Jaya menekankan bahwa prestasi program kesehatan di Kaltim berkat kerja keras tenaga kesehatan di puskesmas, kolaborasi dengan instansi terkait, dukungan penuh dari Gubernur Kaltim, dan partisipasi aktif masyarakat, terutama dari ibu hamil dan suami mereka.
Lebih dari 90% dari 188 puskesmas di Kaltim telah melaksanakan kelas ibu hamil dengan partisipasi lebih dari 25 ribu ibu hamil beserta suami mereka.
“IMD adalah memberikan ASI pertama kepada bayi dalam satu jam pertama kehidupannya, sedangkan AE adalah memberikan ASI saja selama enam bulan pertama tanpa makanan atau minuman lain,” tegasnya.
Jaya menegaskan bahwa program IMD dan AE sangat penting untuk meningkatkan kesehatan dan gizi ibu dan bayi, serta mencegah berbagai penyakit dan komplikasi.
Sementara itu, Kepala Dinkes NTB, Lalu Hamzi Fikri, menjelaskan tujuan kunjungannya terkait penurunan angka kematian ibu, bayi, dan permasalahan gizi balita di NTB yang masih tinggi dibandingkan dengan provinsi lain.
“Kami ingin melihat bagaimana Kaltim berhasil mencapai cakupan IMD di atas 80% dan AE di atas 60%. Saat ini, kami masih di bawah target nasional yaitu 50%,” ungkap Fikri.

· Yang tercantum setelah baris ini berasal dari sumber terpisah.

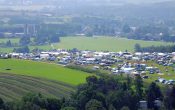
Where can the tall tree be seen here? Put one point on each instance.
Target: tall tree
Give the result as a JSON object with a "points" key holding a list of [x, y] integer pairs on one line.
{"points": [[139, 86], [153, 93]]}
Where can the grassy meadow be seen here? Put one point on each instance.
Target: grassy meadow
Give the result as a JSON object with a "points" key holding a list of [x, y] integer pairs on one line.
{"points": [[94, 43], [43, 70]]}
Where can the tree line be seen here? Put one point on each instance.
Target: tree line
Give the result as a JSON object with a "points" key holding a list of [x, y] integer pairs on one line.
{"points": [[107, 92]]}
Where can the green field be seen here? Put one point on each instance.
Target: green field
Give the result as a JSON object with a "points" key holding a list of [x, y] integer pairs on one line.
{"points": [[43, 70], [96, 43], [13, 87]]}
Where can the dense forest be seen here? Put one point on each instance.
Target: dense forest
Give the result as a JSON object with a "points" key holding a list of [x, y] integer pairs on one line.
{"points": [[102, 93]]}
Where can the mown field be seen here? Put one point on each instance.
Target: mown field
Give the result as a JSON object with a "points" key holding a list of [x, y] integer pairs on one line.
{"points": [[95, 43], [43, 70], [13, 87]]}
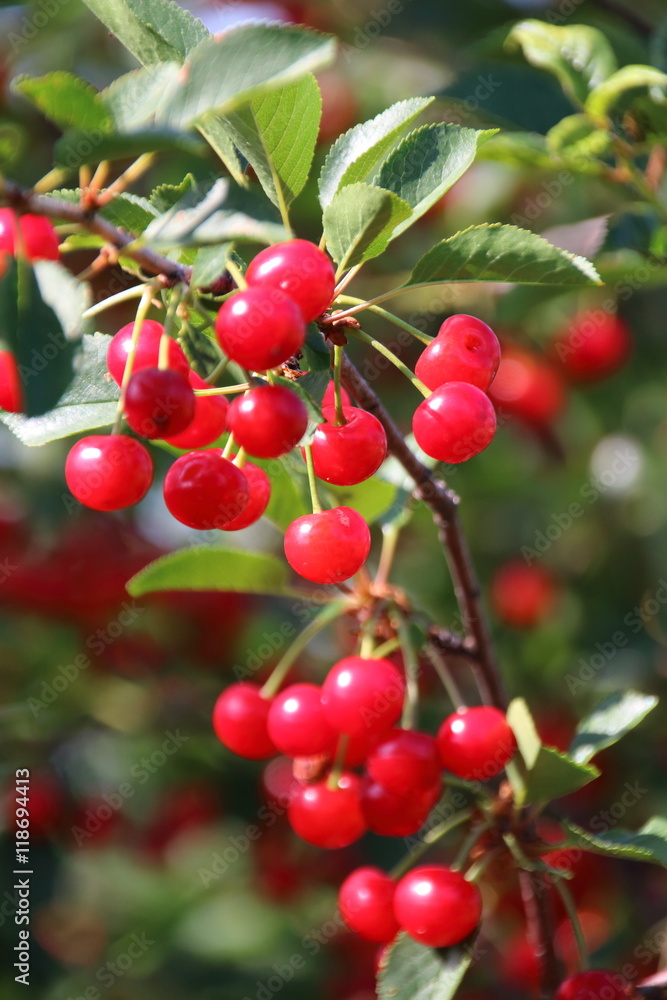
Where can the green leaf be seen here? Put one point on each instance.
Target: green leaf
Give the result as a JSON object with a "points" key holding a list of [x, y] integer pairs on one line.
{"points": [[213, 569], [495, 252], [609, 722], [224, 72], [360, 221], [578, 55], [603, 98], [548, 774], [31, 328], [153, 30], [427, 163], [356, 153], [66, 100], [88, 403], [647, 844], [276, 133], [409, 971]]}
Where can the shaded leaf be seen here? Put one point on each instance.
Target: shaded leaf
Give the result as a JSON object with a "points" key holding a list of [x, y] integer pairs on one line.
{"points": [[356, 153]]}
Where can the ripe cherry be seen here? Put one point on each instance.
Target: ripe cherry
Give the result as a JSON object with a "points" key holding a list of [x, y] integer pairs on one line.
{"points": [[147, 351], [352, 452], [405, 761], [436, 906], [465, 350], [363, 695], [476, 743], [522, 595], [208, 423], [204, 490], [299, 269], [159, 402], [240, 719], [260, 328], [596, 344], [366, 903], [297, 724], [108, 471], [391, 815], [40, 240], [259, 494], [11, 389], [591, 985], [328, 547], [527, 387], [456, 422], [268, 421], [328, 817]]}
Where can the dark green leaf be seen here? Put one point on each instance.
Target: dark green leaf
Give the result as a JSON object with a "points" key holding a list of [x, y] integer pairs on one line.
{"points": [[213, 569], [90, 401], [648, 844], [578, 55], [494, 252], [409, 971], [427, 163], [276, 133], [358, 152], [359, 223], [240, 65], [66, 100], [609, 722]]}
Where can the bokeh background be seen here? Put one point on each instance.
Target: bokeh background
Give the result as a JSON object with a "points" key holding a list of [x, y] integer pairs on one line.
{"points": [[146, 882]]}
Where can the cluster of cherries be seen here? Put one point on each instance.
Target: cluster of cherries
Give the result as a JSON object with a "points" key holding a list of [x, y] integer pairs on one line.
{"points": [[348, 725]]}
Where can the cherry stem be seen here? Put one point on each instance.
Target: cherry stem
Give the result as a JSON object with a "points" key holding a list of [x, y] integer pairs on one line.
{"points": [[571, 909], [320, 621], [339, 420], [312, 480], [432, 837], [339, 761], [396, 361], [142, 312], [390, 317]]}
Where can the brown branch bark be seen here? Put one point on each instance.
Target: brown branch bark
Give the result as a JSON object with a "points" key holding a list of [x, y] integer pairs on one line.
{"points": [[444, 504], [54, 208]]}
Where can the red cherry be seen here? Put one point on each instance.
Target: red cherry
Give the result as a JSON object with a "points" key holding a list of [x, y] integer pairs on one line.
{"points": [[158, 402], [527, 387], [268, 421], [259, 494], [328, 817], [147, 351], [208, 423], [11, 389], [40, 240], [391, 815], [596, 984], [240, 719], [328, 547], [362, 695], [366, 903], [456, 422], [405, 761], [297, 724], [596, 344], [299, 269], [108, 472], [350, 453], [260, 328], [476, 743], [436, 906], [465, 350], [204, 490], [522, 595]]}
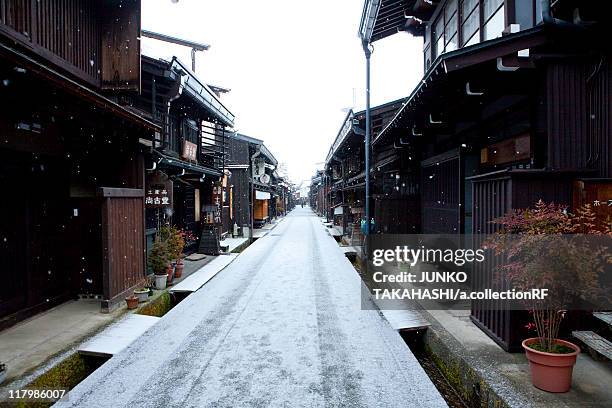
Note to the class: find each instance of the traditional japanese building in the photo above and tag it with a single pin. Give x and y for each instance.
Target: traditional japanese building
(72, 157)
(318, 193)
(513, 107)
(258, 193)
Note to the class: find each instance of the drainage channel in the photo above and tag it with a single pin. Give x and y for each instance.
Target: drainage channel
(414, 340)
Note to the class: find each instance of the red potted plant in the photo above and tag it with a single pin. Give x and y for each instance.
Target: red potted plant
(158, 259)
(179, 244)
(547, 247)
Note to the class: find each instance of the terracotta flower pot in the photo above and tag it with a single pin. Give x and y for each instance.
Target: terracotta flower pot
(551, 372)
(178, 270)
(132, 302)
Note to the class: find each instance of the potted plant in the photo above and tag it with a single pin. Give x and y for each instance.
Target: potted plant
(132, 302)
(158, 259)
(547, 247)
(142, 293)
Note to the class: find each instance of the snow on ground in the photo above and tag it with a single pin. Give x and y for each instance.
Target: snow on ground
(281, 326)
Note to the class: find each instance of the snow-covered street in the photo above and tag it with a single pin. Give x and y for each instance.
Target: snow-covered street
(280, 326)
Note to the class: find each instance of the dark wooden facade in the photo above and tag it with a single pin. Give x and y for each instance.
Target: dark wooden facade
(66, 139)
(98, 43)
(513, 108)
(246, 209)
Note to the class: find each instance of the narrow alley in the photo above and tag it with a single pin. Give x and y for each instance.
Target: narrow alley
(281, 326)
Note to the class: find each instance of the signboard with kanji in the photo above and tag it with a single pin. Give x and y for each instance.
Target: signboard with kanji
(190, 151)
(159, 191)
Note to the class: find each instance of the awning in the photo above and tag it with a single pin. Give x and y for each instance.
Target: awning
(262, 195)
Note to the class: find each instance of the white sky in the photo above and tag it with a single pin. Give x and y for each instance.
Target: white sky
(291, 66)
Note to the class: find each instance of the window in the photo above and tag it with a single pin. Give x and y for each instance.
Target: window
(494, 24)
(445, 29)
(451, 37)
(470, 22)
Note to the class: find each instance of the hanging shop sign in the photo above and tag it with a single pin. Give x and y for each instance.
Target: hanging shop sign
(190, 151)
(159, 191)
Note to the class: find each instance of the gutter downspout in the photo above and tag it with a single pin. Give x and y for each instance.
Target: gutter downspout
(547, 17)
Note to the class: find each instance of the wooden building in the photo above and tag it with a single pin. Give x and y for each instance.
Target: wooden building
(513, 107)
(190, 152)
(71, 161)
(318, 193)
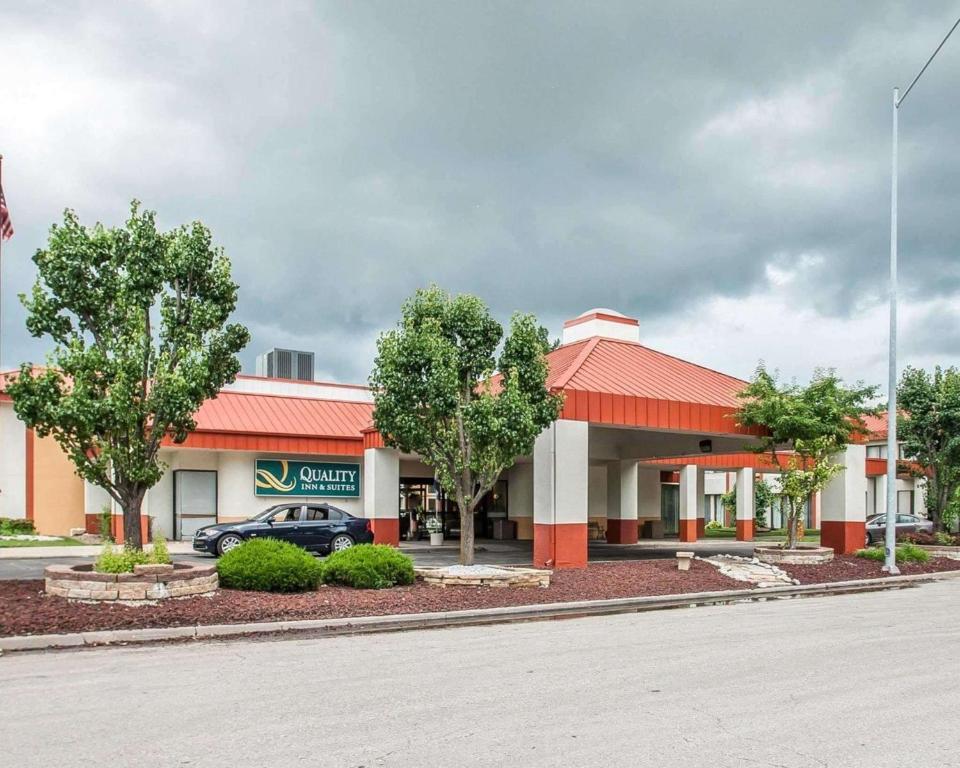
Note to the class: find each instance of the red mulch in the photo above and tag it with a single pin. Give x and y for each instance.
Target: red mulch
(848, 567)
(24, 609)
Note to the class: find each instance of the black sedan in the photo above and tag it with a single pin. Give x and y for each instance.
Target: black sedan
(315, 527)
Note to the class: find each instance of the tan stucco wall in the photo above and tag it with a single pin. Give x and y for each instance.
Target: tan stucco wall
(57, 491)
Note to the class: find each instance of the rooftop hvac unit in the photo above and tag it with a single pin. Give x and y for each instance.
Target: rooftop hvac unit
(286, 364)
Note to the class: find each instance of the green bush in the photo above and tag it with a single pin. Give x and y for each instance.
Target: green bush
(106, 528)
(905, 553)
(269, 565)
(159, 554)
(368, 566)
(121, 561)
(14, 526)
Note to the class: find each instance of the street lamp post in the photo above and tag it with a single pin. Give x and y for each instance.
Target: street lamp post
(890, 543)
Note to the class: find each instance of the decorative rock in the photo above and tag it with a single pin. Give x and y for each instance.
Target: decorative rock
(800, 556)
(752, 570)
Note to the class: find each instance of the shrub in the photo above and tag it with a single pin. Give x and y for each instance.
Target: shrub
(14, 526)
(160, 554)
(905, 553)
(269, 565)
(368, 566)
(122, 561)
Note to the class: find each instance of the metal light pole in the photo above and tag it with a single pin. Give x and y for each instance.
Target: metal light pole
(890, 538)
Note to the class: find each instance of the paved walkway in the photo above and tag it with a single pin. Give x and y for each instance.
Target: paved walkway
(29, 562)
(793, 683)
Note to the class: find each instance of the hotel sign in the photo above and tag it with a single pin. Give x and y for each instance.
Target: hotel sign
(280, 477)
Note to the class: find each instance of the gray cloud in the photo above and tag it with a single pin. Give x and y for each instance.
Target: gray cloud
(547, 156)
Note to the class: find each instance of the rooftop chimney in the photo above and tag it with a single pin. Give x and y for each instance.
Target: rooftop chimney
(601, 322)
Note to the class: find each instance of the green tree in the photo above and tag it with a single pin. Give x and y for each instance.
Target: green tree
(803, 428)
(437, 393)
(138, 318)
(929, 427)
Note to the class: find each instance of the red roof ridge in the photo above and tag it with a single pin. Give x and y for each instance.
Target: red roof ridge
(589, 345)
(300, 381)
(282, 396)
(674, 357)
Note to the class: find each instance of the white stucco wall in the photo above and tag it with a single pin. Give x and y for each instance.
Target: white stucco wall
(13, 494)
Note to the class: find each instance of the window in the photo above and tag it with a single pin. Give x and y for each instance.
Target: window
(905, 502)
(288, 515)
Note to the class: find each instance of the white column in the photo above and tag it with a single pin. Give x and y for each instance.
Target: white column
(701, 501)
(745, 504)
(560, 495)
(622, 501)
(689, 480)
(520, 499)
(843, 503)
(381, 493)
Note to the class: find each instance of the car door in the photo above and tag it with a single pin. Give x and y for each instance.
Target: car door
(284, 524)
(315, 529)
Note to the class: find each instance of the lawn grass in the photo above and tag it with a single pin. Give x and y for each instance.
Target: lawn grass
(775, 535)
(6, 543)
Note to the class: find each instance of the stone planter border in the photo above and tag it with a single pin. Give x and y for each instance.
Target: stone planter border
(507, 576)
(803, 556)
(146, 584)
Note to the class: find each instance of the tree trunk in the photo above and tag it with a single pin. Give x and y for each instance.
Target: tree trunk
(792, 525)
(466, 534)
(132, 503)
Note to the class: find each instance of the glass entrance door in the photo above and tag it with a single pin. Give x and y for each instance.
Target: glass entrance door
(670, 508)
(194, 501)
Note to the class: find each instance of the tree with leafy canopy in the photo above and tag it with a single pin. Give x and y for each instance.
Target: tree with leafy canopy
(929, 427)
(138, 318)
(442, 391)
(803, 428)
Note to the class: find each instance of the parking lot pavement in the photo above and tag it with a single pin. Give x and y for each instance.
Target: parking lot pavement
(780, 683)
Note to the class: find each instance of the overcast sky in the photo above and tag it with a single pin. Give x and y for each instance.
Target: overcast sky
(718, 170)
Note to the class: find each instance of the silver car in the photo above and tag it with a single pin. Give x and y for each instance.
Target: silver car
(877, 526)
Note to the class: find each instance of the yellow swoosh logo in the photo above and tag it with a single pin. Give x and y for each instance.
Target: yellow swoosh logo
(266, 479)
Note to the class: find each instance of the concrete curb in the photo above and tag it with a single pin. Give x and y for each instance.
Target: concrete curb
(473, 617)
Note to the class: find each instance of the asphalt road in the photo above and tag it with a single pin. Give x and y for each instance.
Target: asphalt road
(788, 683)
(499, 553)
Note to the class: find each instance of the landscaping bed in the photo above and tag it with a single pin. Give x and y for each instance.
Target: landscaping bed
(848, 568)
(25, 610)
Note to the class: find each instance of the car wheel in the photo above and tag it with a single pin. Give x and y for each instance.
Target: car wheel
(228, 542)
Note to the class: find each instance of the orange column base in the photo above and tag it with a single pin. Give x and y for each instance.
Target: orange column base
(560, 546)
(843, 537)
(621, 531)
(386, 530)
(688, 530)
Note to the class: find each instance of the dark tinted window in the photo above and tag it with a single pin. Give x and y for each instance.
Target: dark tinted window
(288, 515)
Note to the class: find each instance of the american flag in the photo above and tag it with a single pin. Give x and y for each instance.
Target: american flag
(6, 226)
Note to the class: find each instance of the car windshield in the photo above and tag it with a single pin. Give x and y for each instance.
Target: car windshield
(266, 513)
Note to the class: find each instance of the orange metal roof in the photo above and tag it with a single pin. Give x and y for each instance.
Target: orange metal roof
(251, 413)
(627, 368)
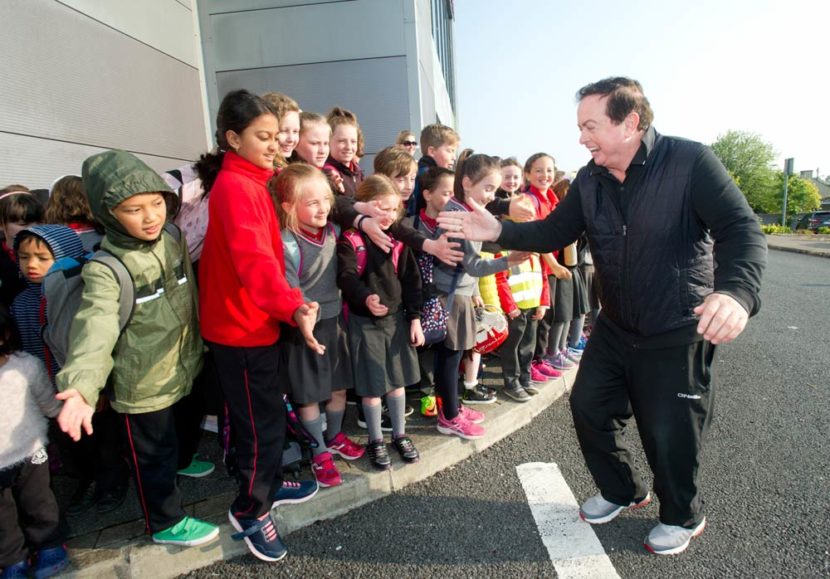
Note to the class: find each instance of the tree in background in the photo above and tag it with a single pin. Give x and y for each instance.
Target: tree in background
(802, 196)
(748, 158)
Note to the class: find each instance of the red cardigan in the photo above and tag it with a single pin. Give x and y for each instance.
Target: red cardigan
(242, 287)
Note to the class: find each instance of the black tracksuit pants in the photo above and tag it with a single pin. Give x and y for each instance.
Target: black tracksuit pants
(517, 350)
(152, 447)
(667, 388)
(28, 511)
(251, 384)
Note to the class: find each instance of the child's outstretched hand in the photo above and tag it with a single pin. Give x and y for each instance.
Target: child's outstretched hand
(306, 318)
(444, 249)
(75, 414)
(416, 333)
(374, 305)
(516, 257)
(370, 227)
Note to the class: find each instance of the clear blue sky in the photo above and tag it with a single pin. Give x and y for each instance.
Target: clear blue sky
(706, 67)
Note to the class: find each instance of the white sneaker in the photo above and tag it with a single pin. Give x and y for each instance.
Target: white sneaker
(597, 510)
(671, 539)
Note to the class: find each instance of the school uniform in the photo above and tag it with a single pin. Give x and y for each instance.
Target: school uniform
(311, 266)
(383, 358)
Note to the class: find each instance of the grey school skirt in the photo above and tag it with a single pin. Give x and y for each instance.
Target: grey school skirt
(311, 377)
(461, 323)
(382, 357)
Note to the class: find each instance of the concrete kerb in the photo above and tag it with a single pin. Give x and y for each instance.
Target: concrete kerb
(140, 558)
(815, 245)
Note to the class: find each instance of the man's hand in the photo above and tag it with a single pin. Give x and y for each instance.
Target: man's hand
(75, 414)
(374, 305)
(517, 257)
(306, 317)
(444, 249)
(477, 225)
(722, 318)
(416, 333)
(370, 227)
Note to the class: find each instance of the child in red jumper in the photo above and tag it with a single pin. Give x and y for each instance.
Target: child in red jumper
(244, 298)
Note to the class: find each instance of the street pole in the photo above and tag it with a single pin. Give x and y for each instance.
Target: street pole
(788, 170)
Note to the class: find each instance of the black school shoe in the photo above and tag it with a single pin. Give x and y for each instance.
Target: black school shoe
(406, 448)
(378, 455)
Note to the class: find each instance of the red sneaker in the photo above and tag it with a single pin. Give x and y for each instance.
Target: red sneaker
(325, 471)
(345, 448)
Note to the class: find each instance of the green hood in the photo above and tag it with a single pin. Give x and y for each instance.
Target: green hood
(113, 176)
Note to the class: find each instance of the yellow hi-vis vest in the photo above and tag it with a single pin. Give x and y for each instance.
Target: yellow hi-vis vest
(487, 286)
(525, 281)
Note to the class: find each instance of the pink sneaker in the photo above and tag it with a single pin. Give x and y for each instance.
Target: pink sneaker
(324, 470)
(536, 374)
(547, 369)
(459, 426)
(345, 448)
(471, 415)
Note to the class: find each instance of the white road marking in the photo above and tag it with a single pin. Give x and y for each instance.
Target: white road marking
(571, 543)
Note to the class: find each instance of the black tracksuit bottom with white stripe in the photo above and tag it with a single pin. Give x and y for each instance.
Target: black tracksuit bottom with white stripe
(250, 381)
(665, 384)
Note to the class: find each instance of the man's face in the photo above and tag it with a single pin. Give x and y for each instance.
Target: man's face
(605, 140)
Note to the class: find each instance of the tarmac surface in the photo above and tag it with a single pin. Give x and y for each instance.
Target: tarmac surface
(116, 544)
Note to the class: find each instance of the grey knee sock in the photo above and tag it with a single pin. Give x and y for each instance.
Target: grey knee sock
(334, 423)
(397, 408)
(315, 429)
(373, 418)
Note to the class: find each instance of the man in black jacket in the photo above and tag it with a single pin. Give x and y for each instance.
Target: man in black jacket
(679, 257)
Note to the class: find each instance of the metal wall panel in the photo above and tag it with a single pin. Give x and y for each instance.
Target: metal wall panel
(162, 24)
(306, 34)
(70, 78)
(36, 163)
(374, 89)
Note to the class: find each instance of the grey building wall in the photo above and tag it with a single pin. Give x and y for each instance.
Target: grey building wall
(79, 76)
(374, 57)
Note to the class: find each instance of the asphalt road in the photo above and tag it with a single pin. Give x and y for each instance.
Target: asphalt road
(766, 472)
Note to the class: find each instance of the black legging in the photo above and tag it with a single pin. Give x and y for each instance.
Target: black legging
(446, 379)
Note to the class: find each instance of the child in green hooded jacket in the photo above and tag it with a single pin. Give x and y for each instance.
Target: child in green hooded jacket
(151, 364)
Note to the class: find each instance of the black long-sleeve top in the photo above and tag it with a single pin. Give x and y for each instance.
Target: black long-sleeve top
(718, 205)
(396, 289)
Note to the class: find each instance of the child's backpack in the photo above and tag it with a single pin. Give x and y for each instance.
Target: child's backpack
(63, 286)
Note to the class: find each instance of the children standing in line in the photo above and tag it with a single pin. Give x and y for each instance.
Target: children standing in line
(151, 364)
(288, 117)
(406, 140)
(383, 293)
(244, 298)
(436, 187)
(29, 516)
(343, 149)
(438, 145)
(511, 178)
(400, 166)
(304, 200)
(69, 206)
(540, 169)
(477, 178)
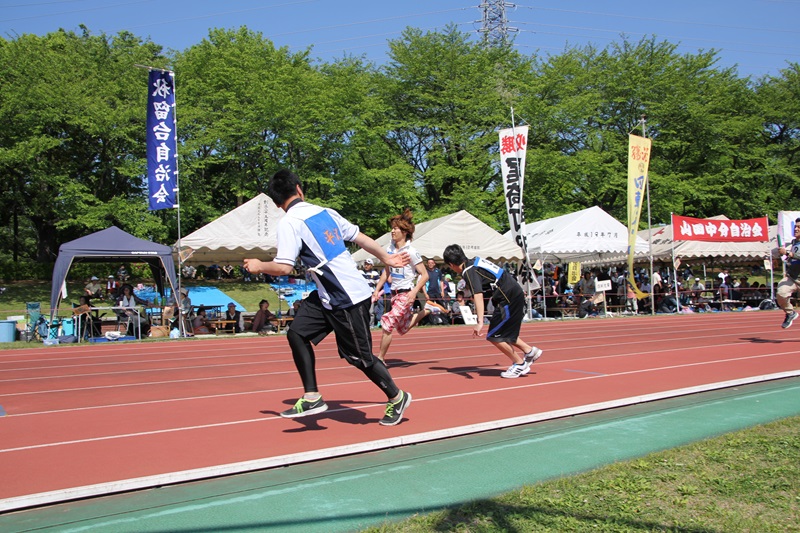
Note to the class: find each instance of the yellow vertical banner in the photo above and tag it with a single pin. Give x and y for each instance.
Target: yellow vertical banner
(638, 163)
(573, 273)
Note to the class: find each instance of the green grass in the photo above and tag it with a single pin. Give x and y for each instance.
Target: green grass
(13, 300)
(17, 294)
(740, 482)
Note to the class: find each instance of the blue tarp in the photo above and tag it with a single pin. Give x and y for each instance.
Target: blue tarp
(201, 295)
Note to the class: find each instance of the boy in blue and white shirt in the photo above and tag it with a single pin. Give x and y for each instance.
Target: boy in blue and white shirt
(488, 281)
(340, 304)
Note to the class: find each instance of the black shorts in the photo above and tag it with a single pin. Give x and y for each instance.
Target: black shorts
(314, 322)
(506, 321)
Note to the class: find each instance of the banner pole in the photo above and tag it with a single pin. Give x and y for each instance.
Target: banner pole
(643, 122)
(176, 189)
(526, 261)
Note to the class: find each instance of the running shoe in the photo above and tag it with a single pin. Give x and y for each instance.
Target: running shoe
(533, 355)
(515, 370)
(305, 407)
(394, 411)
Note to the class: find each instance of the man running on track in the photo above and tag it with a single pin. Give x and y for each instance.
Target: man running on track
(341, 303)
(487, 280)
(791, 281)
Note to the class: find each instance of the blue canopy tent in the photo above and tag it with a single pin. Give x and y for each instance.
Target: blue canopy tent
(110, 245)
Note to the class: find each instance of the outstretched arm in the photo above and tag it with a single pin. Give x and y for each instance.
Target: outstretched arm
(393, 260)
(256, 266)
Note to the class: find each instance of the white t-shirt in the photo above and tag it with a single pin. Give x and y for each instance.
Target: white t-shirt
(403, 277)
(316, 236)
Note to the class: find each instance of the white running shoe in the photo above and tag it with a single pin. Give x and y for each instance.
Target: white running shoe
(533, 355)
(515, 371)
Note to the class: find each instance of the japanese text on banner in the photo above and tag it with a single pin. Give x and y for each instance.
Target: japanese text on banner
(716, 230)
(162, 155)
(638, 163)
(513, 145)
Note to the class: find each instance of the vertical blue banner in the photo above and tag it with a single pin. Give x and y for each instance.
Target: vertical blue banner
(162, 153)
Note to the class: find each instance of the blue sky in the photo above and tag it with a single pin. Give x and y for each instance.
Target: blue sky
(759, 36)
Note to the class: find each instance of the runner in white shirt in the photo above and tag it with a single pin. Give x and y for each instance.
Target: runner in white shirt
(341, 303)
(404, 290)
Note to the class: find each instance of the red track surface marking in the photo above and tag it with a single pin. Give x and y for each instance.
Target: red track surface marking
(87, 420)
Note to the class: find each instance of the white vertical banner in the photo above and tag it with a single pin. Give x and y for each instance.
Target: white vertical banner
(513, 145)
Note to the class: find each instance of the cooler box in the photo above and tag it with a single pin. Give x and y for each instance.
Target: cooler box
(8, 330)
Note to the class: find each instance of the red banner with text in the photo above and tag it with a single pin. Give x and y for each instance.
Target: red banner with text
(720, 230)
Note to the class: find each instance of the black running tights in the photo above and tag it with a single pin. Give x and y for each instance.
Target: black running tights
(304, 360)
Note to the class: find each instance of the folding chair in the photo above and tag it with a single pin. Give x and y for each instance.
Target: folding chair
(36, 326)
(124, 321)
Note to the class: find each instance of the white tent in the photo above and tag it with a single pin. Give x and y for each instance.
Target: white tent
(249, 230)
(474, 236)
(719, 252)
(589, 236)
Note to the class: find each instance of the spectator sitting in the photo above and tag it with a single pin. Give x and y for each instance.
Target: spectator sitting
(200, 324)
(90, 325)
(122, 273)
(112, 288)
(724, 289)
(261, 322)
(189, 271)
(93, 289)
(129, 301)
(236, 317)
(697, 290)
(755, 292)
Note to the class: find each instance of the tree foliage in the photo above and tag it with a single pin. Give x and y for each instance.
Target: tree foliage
(420, 131)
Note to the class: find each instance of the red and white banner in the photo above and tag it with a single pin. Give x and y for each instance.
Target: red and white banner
(716, 230)
(513, 145)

Rombongan Dinkes NTB yang dipimpin oleh istri Gubernur NTB, Sri Yulianti, juga berterima kasih kepada Dinkes Kaltim atas penerimaan dan berbagi ilmu terkait program IMD dan AE.
“Mudah-mudahan kami bisa menerapkan program ini di NTB dengan lebih baik untuk menurunkan angka kematian ibu dan bayi, serta permasalahan gizi balita di wilayah kami,” harapnya.
Rombongan Dinkes NTB mengunjungi Puskesmas di Samarinda Seberang, salah satu contoh puskesmas yang berhasil menerapkan program IMD dan AE, dan terlibat dalam dialog dengan para kader kesehatan, bidan, dan ibu hamil.